Each creature became an exercise in pure invention. Freed from the functional constraints of vessels, my imagination ran wild. I created animals that had never existed—hybrid creatures with the ears of rabbits and the tails of fish, birds with too many wings, cats with knowing expressions that seemed to hold secrets. The fantasy creatures were even more liberated from reality: tiny dragons that could curl up in your palm, magical beings with impossible anatomies that somehow made perfect sense in clay.
My children brought their own brand of creative chaos to the process. They would suggest modifications that I never would have considered: "What if it had three eyes?" "Can you make its feet really big?" "Does it need fur or scales or both?" Their uninhibited approach to creature design pushed me out of my own artistic comfort zones and reminded me that creativity could be purely playful.
These small creatures thrived in their greenware state in ways that vessels couldn't. A tiny dragon looked perfectly content sitting on a bookshelf, waiting for its eventual firing. A family of fantasy birds could perch along a windowsill, bringing whimsy to the view. Unlike the vessels, which seemed to demand completion, the creatures possessed a charm even in their unfired state—they were like pets made of clay, companions that asked for nothing but brought constant delight.
The kids took pride in our growing menagerie. They would name the creatures, create elaborate backstories for them, and carefully move them to new locations around the house. Each piece became a character in an ongoing family narrative that helped all of us process the strangeness of our confined world.

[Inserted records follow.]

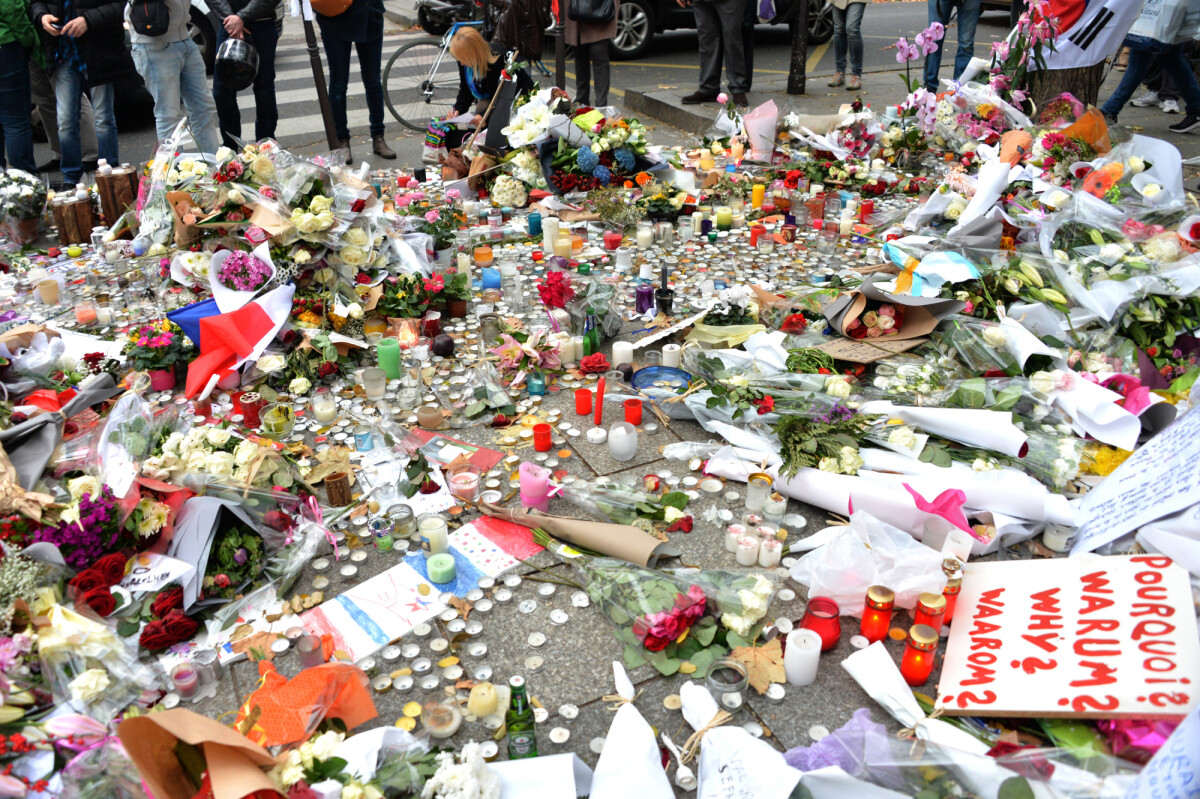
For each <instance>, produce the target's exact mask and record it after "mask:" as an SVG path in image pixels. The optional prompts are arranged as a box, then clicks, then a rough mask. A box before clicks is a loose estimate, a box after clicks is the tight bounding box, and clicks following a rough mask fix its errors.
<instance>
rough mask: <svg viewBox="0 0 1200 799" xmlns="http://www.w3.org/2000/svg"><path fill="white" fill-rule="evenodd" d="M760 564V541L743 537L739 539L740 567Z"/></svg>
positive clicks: (753, 538)
mask: <svg viewBox="0 0 1200 799" xmlns="http://www.w3.org/2000/svg"><path fill="white" fill-rule="evenodd" d="M756 563H758V539H754V537H750V536H742V537H740V539H738V565H739V566H752V565H755V564H756Z"/></svg>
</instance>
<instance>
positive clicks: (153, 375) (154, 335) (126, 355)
mask: <svg viewBox="0 0 1200 799" xmlns="http://www.w3.org/2000/svg"><path fill="white" fill-rule="evenodd" d="M188 349H190V347H188V344H187V340H186V338H185V337H184V332H182V331H181V330H180V329H179V328H178V326H176V325H175V324H174V323H172V322H169V320H167V319H162V320H160V322H154V323H150V324H146V325H140V326H138V328H134V329H133V331H132V332H131V334H130V340H128V342H127V343H126V344H125V362H126V365H127V366H128V367H130V368H132V370H134V371H138V372H148V373H149V374H150V388H151V389H154V390H155V391H170V390H172V389H174V388H175V366H176V365H178V364H185V362H187V360H188Z"/></svg>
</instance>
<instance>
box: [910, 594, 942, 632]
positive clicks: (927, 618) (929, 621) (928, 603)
mask: <svg viewBox="0 0 1200 799" xmlns="http://www.w3.org/2000/svg"><path fill="white" fill-rule="evenodd" d="M912 620H913V624H924V625H926V626H930V627H932V629H934V632H938V633H940V632H941V631H942V621H944V620H946V597H944V596H942V595H941V594H930V593H924V594H922V595H920V596H918V597H917V607H916V609H914V611H913V614H912Z"/></svg>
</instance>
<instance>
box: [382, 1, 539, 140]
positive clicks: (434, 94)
mask: <svg viewBox="0 0 1200 799" xmlns="http://www.w3.org/2000/svg"><path fill="white" fill-rule="evenodd" d="M482 26H484V23H482V22H481V20H470V22H458V23H454V24H452V25H450V28H449V30H446V32H445V34H444V35H443V36H442V41H440V42H437V41H432V40H419V41H415V42H408V43H407V44H403V46H401V47H400V49H397V50H396V52H395V53H392V55H391V58H390V59H388V65H386V66H385V67H384V70H383V100H384V103H385V104H386V106H388V110H389V112H390V113H391V115H392V116H394V118H396V121H397V122H400V124H401V125H403V126H404V127H407V128H410V130H413V131H418V132H421V133H424V132H425V131H426V130H427V128H428V125H430V120H431V119H434V118H436V119H442V118H444V116H446V115H448V114H449V113H450V112H451V110H454V101H455V98H456V97H457V96H458V62H457V61H455V60H454V58H452V56H450V55H449V52H450V37H451V36H454V35H455V34H456V32H457V31H458V29H461V28H482ZM443 65H445V66H443ZM533 66H534V68H535V70H536V71H538V72H539V73H540V74H542V76H547V77H548V76H550V74H551V72H550V70H548V68H547V67H546V65H545V64H542V62H541V61H534V62H533Z"/></svg>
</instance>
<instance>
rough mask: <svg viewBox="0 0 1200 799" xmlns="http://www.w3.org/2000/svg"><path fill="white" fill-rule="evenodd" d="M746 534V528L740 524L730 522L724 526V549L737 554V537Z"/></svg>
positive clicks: (727, 551)
mask: <svg viewBox="0 0 1200 799" xmlns="http://www.w3.org/2000/svg"><path fill="white" fill-rule="evenodd" d="M745 534H746V528H745V527H743V525H740V524H730V525H728V527H727V528H725V551H726V552H728V553H732V554H737V551H738V539H740V537H743V536H744V535H745Z"/></svg>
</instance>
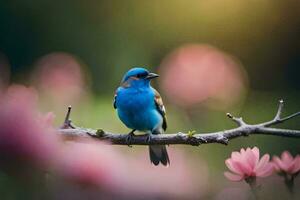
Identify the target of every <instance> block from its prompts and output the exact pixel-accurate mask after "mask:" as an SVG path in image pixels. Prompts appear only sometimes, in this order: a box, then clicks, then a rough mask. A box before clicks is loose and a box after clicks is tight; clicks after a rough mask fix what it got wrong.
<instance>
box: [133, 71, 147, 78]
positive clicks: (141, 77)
mask: <svg viewBox="0 0 300 200" xmlns="http://www.w3.org/2000/svg"><path fill="white" fill-rule="evenodd" d="M147 75H148V73H147V72H145V73H140V74H137V75H136V77H137V78H145V77H146V76H147Z"/></svg>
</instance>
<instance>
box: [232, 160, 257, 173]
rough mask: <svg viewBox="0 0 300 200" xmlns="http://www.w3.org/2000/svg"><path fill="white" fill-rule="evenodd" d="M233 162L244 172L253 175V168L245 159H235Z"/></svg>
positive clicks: (236, 166) (241, 170)
mask: <svg viewBox="0 0 300 200" xmlns="http://www.w3.org/2000/svg"><path fill="white" fill-rule="evenodd" d="M233 163H234V165H235V166H236V167H237V168H239V169H240V170H241V171H242V172H243V174H246V175H248V176H250V175H252V173H253V170H252V169H251V168H250V166H249V165H248V163H246V162H245V161H240V162H236V161H233Z"/></svg>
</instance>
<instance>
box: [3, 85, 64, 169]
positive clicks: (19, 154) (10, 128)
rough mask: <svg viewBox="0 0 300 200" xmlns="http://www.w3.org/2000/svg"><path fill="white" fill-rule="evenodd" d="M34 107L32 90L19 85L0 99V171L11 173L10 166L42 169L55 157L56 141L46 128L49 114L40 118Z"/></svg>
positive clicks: (41, 115) (8, 90)
mask: <svg viewBox="0 0 300 200" xmlns="http://www.w3.org/2000/svg"><path fill="white" fill-rule="evenodd" d="M36 104H37V95H36V93H35V91H34V90H33V89H32V88H26V87H24V86H20V85H13V86H10V87H9V88H8V89H7V91H6V92H5V93H4V94H3V96H2V97H1V100H0V164H1V165H0V166H1V168H2V167H4V168H6V170H9V171H12V170H14V169H13V168H12V166H17V167H16V168H17V169H22V167H20V164H21V165H22V164H26V165H30V166H35V167H39V168H40V167H45V166H48V164H49V161H51V160H52V159H53V157H55V155H56V149H58V146H59V143H58V140H59V139H58V138H57V137H56V135H57V134H56V132H55V130H54V128H53V127H51V126H50V123H51V120H52V114H50V113H49V114H47V115H46V116H42V115H41V114H40V113H39V112H38V111H37V109H36V107H37V106H36ZM16 163H17V165H15V164H16ZM23 166H24V165H23Z"/></svg>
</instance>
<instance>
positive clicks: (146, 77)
mask: <svg viewBox="0 0 300 200" xmlns="http://www.w3.org/2000/svg"><path fill="white" fill-rule="evenodd" d="M157 77H159V75H158V74H154V73H149V74H148V76H146V79H149V80H150V79H153V78H157Z"/></svg>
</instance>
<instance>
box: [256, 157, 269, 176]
mask: <svg viewBox="0 0 300 200" xmlns="http://www.w3.org/2000/svg"><path fill="white" fill-rule="evenodd" d="M269 160H270V155H269V154H265V155H264V156H263V157H262V158H261V159H260V161H259V162H258V164H257V165H256V166H255V169H254V171H255V172H256V173H257V172H259V171H260V170H262V169H263V168H264V167H265V166H266V164H267V163H268V162H269Z"/></svg>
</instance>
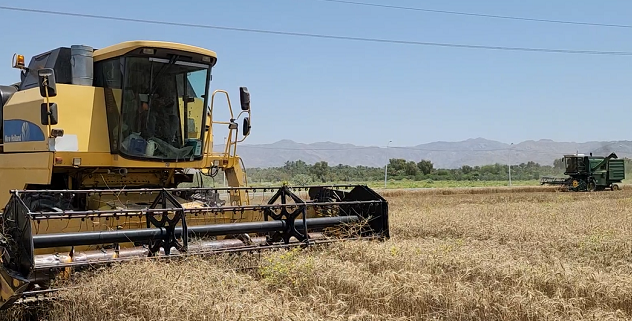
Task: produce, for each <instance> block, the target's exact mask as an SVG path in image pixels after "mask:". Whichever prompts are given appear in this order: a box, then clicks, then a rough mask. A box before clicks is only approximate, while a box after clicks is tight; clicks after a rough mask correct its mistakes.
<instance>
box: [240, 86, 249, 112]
mask: <svg viewBox="0 0 632 321" xmlns="http://www.w3.org/2000/svg"><path fill="white" fill-rule="evenodd" d="M239 101H240V102H241V110H244V111H248V110H250V93H249V92H248V88H247V87H239Z"/></svg>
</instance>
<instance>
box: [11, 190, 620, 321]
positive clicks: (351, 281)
mask: <svg viewBox="0 0 632 321" xmlns="http://www.w3.org/2000/svg"><path fill="white" fill-rule="evenodd" d="M443 194H449V195H443ZM384 195H386V197H387V199H388V201H389V203H390V204H389V205H390V226H391V233H392V238H391V239H390V240H388V241H386V242H383V243H375V242H343V243H339V244H335V245H329V246H327V247H322V248H314V249H310V250H291V251H278V252H270V253H267V254H264V255H261V256H246V255H244V256H239V257H229V256H218V257H214V258H205V259H201V258H188V259H185V260H182V261H172V262H154V261H147V262H138V263H127V264H121V265H118V266H114V267H112V268H108V269H105V270H102V271H99V273H97V274H96V275H86V277H85V278H83V279H81V280H79V282H78V283H77V285H79V286H80V287H79V288H77V289H73V290H69V291H66V292H62V293H61V294H59V298H60V300H58V301H55V302H54V303H53V304H52V305H51V306H50V307H49V308H48V309H47V310H46V312H47V314H48V315H47V316H46V319H47V320H55V321H67V320H625V319H630V318H632V212H631V211H630V210H629V208H630V206H631V205H632V191H630V190H629V189H627V188H626V189H624V190H621V191H616V192H611V191H604V192H597V193H557V192H550V191H548V192H542V191H529V192H527V191H523V192H519V193H518V192H511V193H508V192H498V191H495V192H494V191H492V192H490V193H481V192H476V193H468V192H467V191H466V192H463V193H428V192H391V193H388V192H385V193H384ZM19 312H20V311H16V310H14V311H11V312H10V315H8V316H5V317H8V318H9V319H12V317H14V316H15V315H13V313H18V314H19Z"/></svg>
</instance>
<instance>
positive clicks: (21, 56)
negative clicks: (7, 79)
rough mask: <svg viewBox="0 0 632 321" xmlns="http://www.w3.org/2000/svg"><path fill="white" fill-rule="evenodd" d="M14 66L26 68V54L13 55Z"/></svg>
mask: <svg viewBox="0 0 632 321" xmlns="http://www.w3.org/2000/svg"><path fill="white" fill-rule="evenodd" d="M13 68H18V69H24V56H22V55H18V54H14V55H13Z"/></svg>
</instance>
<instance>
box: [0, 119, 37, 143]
mask: <svg viewBox="0 0 632 321" xmlns="http://www.w3.org/2000/svg"><path fill="white" fill-rule="evenodd" d="M2 127H3V130H4V142H5V143H17V142H41V141H44V140H45V137H44V132H43V131H42V129H41V128H40V127H39V126H37V125H36V124H34V123H32V122H30V121H26V120H22V119H10V120H5V121H4V123H3V126H2Z"/></svg>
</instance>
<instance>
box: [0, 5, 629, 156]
mask: <svg viewBox="0 0 632 321" xmlns="http://www.w3.org/2000/svg"><path fill="white" fill-rule="evenodd" d="M358 1H363V0H358ZM3 2H4V3H3V4H2V5H3V6H20V7H23V8H31V9H46V10H55V11H65V12H73V13H75V12H76V13H87V14H98V15H109V16H119V17H125V18H138V19H151V20H164V21H172V22H180V23H193V24H204V25H216V26H225V27H240V28H254V29H266V30H275V31H293V32H303V33H318V34H331V35H344V36H354V37H370V38H385V39H396V40H410V41H424V42H441V43H459V44H471V45H490V46H513V47H536V48H556V49H575V50H603V51H629V52H632V41H631V40H632V37H631V35H632V28H607V27H595V26H580V25H565V24H553V23H541V22H527V21H514V20H504V19H491V18H480V17H471V16H459V15H446V14H439V13H427V12H419V11H406V10H395V9H386V8H375V7H363V6H354V5H348V4H340V3H331V2H324V1H318V0H268V1H255V0H232V1H189V0H179V1H139V0H135V1H113V0H110V1H103V2H92V1H61V0H60V1H40V0H37V1H36V0H32V1H28V2H24V1H22V2H15V1H3ZM366 2H370V3H380V4H389V5H398V6H409V7H419V8H426V9H437V10H451V11H462V12H476V13H485V14H495V15H511V16H522V17H532V18H541V19H556V20H575V21H590V22H597V23H612V24H632V22H631V21H630V16H631V14H632V2H630V1H613V0H606V1H545V0H533V1H528V2H527V1H518V0H502V1H501V0H497V1H484V0H479V1H471V0H454V1H440V0H427V1H403V0H402V1H394V0H390V1H386V0H366ZM0 21H2V26H3V29H4V32H3V43H2V44H3V45H2V46H0V59H4V61H5V63H4V64H0V66H1V68H2V69H0V71H1V73H0V82H2V83H6V84H8V83H12V82H15V81H17V80H18V79H19V78H18V71H17V70H15V69H11V68H10V65H11V64H10V62H11V57H12V55H13V54H14V53H15V52H18V53H21V54H24V55H26V56H27V60H28V59H30V56H31V55H34V54H37V53H40V52H44V51H47V50H49V49H52V48H56V47H59V46H70V45H72V44H85V45H91V46H93V47H95V48H99V47H104V46H108V45H111V44H114V43H117V42H121V41H126V40H137V39H145V40H166V41H177V42H183V43H188V44H192V45H197V46H201V47H206V48H208V49H211V50H214V51H216V52H217V54H218V64H217V66H216V68H215V69H214V72H213V75H214V80H213V83H212V87H213V88H214V89H217V88H222V89H226V90H229V92H230V93H231V94H232V96H231V98H233V101H234V103H237V101H238V97H239V96H238V87H239V86H242V85H245V86H248V88H249V90H250V93H251V95H252V108H253V116H252V122H253V129H252V134H251V137H249V138H248V140H247V141H246V142H248V143H272V142H275V141H277V140H280V139H292V140H295V141H299V142H304V143H310V142H319V141H335V142H341V143H354V144H362V145H379V146H384V145H386V143H387V142H388V140H393V143H392V145H399V146H404V145H416V144H420V143H425V142H431V141H437V140H443V141H457V140H464V139H467V138H474V137H484V138H488V139H494V140H499V141H502V142H507V143H510V142H514V143H517V142H520V141H522V140H529V139H534V140H538V139H542V138H547V139H554V140H563V141H589V140H617V139H621V140H629V139H630V138H631V137H632V132H630V130H629V129H628V128H629V124H630V121H631V120H632V117H631V116H632V114H631V112H632V91H631V90H630V88H632V56H606V55H577V54H559V53H537V52H515V51H497V50H480V49H461V48H446V47H433V46H418V45H403V44H388V43H369V42H359V41H346V40H335V39H316V38H304V37H291V36H281V35H270V34H260V33H247V32H238V31H226V30H216V29H200V28H189V27H179V26H168V25H167V26H160V25H153V24H142V23H133V22H120V21H110V20H97V19H88V18H77V17H65V16H55V15H43V14H39V13H24V12H14V11H7V10H0ZM224 105H225V104H221V105H218V106H224ZM218 108H221V107H218ZM218 135H219V134H218ZM216 139H217V136H216Z"/></svg>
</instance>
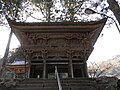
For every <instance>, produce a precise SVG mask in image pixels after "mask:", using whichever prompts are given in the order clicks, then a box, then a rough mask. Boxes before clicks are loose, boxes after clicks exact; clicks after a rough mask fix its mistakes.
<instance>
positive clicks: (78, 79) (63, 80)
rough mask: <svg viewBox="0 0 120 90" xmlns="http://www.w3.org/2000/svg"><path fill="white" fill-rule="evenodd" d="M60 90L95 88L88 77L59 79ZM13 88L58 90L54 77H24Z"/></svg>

What emerged during this period was something I hadn't expected: healing through pure play. While my vessels had been profound and meditative, the creatures were joyful and silly. They reminded me that recovery didn't always have to be serious, that creativity could be light-hearted even during heavy times. The laughter that filled our kitchen as we debated creature features was its own form of medicine.
Working alongside my children also created a shared creative language that we still speak today. We developed techniques together—how to attach impossibly delicate wings, how to create expressive faces with just a few simple tools, how to balance whimsy with structural integrity. These became skills we all carried forward, but more importantly, they became memories we made together during a time when the whole world felt uncertain.
Looking back now, I recognize this period as one of unexpected grace. The pandemic that shut down my studio and the recovery that limited my energy somehow conspired to create space for a different kind of creativity—one that was collaborative, playful, and perfectly suited to our strange circumstances. The creatures we made together became more than art; they became symbols of our family's ability to adapt, to find joy in constraint, to create magic even when the world felt like it was falling apart.
The "C" word and COVID were unwelcome visitors in our lives, but they also taught us something valuable about resilience. Sometimes the most meaningful art comes not from grand studios or perfect conditions, but from kitchen tables and shared laughter, from small creatures that remind us that even in the darkest times, there's always room for a little magic.